Would it, therefore, be wrong for a parent,
Jehovah’s Witness or not, who is seeking the best treatment for himself
or his child, to refuse blood transfusion and ask for alternative
treatment?
Section 79 (b) of the Criminal Code 1960
(Act 29) says: “A parent is under a duty to give access to the
necessaries of health and life to his child actually under his control
not being of such age and capacity as to be able to obtain these
necessaries.”
Therefore, Witness parents who opt for
safer alternative treatment for their children and are not willing to
endanger the children’s health and life by accepting blood transfusion
for them are actually doing what the law requires of them.
In this country evidence is piling up that
it is possible to treat seriously ill patients, both adults and
children, without blood. Most doctors and hospital administrators are
aware that Jehovah’s Witnesses have an excellent network that easily and
quickly provides doctors with medical information they need in the
handling of such very difficult cases. We provide free information from
experts around the globe on bloodless treatment.

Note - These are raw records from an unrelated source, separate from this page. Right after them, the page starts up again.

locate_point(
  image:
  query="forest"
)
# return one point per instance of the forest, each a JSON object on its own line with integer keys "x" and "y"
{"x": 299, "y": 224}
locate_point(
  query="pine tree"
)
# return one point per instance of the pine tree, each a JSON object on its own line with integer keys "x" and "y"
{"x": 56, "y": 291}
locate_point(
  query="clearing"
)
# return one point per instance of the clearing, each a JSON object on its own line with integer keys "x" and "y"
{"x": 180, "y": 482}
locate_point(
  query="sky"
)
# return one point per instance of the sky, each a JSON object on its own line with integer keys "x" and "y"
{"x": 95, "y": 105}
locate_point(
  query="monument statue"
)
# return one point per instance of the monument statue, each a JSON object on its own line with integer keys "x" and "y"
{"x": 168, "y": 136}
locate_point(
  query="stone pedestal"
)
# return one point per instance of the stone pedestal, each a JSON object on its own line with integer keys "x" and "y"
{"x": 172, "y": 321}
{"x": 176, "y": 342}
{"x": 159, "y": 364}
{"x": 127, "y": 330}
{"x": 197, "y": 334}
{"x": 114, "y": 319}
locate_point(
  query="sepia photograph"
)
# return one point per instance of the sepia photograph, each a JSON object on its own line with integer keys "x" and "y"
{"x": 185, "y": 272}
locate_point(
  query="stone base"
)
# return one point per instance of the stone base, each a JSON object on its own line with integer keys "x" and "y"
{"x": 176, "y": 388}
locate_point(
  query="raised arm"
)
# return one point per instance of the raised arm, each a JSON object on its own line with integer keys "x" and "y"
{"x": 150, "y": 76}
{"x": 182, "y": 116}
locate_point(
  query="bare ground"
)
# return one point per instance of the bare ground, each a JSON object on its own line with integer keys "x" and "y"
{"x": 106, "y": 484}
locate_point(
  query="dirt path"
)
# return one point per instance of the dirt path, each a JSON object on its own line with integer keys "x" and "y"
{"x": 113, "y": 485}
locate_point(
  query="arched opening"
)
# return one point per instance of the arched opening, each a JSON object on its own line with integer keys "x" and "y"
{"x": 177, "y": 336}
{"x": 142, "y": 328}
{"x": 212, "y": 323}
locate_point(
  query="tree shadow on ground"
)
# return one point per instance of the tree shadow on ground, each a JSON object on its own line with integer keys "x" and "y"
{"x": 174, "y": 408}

In conclusion, we must say that the
reference the editorial made to the proviso in Article 28 of the 1992
Constitution that a child shall not be denied medical care on religious
grounds is noteworthy.
However, this does not apply to Jehovah’s
Witnesses but to some medical personnel who unfortunately refuse to give
alternative treatment and only leave Witness patients to die because
they exercise their right to choose the type of medical treatment they
want.
Some patients have even been prevented from
being transferred to other medical facilities where the personnel are
ready to provide the alternative treatment. Sadly, some of such
instances have resulted in the death of the patient and the cause of
death has invariably been attributed to his refusal to accept a blood
transfusion rather than to the real cause, his being denied the
necessary alternative medical care.
Asking for alternative treatment is not the
same as asking to be allowed to die without treatment. So we agree with
you in “calling on the Attorney General and Minister of Justice and the
Minister of Gender, Children and Social Protection to sit up and apply
the laws of the land” to those who leave patients to die simply because
they exercise their right to choose one form of treatment over another.
Thank you for correcting the wrong impression created.